Hagen. Mitarbeiter der Deutschen Bank haben sich möglicherweise vor dem Prozess der Stadt Hagen gegen das Kreditinstitut abgesprochen und bewusst falsch ausgesagt. Für Rechtsanwalt Dr. Jochen Weck könnte das Prozessbetrug sein.
Rund 40 Millionen Euro hat die Stadt Hagen durch hochriskante Zinswetten einst in den Wind geschossen. Jetzt besteht Hoffnung, dass zumindest ein Teil dieses Geldes zurück in die Stadtkasse fließt. Denn ähnlich wie bei den Zeugenaussagen im Kirch-Prozess hat es möglicherweise auch im Verfahren der Stadt Hagen Falschaussagen und unzulässige Absprachen unter den Zeugen der Deutschen Bank vor der Beweisaufnahme gegeben.
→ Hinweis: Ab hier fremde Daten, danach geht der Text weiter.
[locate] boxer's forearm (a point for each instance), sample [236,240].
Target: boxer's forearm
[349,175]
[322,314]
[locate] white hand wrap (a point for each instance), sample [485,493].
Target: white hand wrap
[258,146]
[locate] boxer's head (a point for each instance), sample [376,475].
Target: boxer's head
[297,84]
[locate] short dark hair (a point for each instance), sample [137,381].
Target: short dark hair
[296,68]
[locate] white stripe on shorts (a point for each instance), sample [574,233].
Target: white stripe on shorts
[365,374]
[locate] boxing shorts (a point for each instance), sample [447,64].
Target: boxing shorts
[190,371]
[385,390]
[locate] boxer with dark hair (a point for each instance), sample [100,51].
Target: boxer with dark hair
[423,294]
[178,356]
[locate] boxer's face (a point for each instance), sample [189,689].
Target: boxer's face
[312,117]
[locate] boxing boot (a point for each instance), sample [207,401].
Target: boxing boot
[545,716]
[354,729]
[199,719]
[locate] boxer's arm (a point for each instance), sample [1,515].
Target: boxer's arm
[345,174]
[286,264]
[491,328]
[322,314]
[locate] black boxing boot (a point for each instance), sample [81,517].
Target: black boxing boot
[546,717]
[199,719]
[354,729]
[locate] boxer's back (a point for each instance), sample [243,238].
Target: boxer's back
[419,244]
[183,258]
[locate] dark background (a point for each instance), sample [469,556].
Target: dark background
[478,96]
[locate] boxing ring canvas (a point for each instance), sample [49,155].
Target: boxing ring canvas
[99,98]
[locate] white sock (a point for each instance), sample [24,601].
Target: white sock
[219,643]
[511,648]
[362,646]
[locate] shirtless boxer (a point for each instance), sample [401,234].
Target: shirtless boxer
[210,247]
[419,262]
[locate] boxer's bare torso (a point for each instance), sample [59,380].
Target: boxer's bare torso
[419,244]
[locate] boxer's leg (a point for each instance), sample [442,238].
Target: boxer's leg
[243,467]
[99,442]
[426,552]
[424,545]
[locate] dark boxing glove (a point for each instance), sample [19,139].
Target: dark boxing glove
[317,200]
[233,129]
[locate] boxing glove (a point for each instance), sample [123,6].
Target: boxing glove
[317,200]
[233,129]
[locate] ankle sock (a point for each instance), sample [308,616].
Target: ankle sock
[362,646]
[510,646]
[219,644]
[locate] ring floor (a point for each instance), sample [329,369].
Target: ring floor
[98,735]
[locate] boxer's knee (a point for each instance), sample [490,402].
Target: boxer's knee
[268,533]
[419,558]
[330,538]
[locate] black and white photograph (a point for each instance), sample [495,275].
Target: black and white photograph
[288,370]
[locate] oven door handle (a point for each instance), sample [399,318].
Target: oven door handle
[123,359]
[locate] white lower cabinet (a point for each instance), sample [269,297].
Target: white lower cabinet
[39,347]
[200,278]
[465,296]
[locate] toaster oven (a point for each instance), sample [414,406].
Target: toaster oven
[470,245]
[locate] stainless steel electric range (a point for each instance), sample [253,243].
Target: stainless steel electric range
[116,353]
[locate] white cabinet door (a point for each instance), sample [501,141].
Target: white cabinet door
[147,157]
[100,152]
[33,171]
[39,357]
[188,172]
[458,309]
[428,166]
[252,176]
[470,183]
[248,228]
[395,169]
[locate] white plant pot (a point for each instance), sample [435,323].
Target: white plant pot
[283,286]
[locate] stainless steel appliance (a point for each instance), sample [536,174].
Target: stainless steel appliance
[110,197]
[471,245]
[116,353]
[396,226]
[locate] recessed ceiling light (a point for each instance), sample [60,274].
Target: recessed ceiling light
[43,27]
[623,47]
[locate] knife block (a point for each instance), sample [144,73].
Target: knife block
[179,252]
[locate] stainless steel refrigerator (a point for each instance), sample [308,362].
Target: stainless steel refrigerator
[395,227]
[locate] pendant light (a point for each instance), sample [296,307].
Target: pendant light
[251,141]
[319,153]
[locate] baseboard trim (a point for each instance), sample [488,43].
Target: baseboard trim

Das meint der Münchner Rechtsanwalt Jochen Weck, der für zahlreiche Kommunen erfolgreich Prozesse gegen die Deutsche Bank und die ehemalige West LB führt.
Im Jahr 2008 hatte auch die Stadt Hagen gegen die Deutsche Bank vor dem Landgericht Wuppertal geklagt. Mit Beratung einer anderen Kanzlei und ohne Erfolg. Denn in Wuppertal kassierte die Stadt eine herbe Schlappe. Also zog man vor dem Oberlandesgericht in Berufung.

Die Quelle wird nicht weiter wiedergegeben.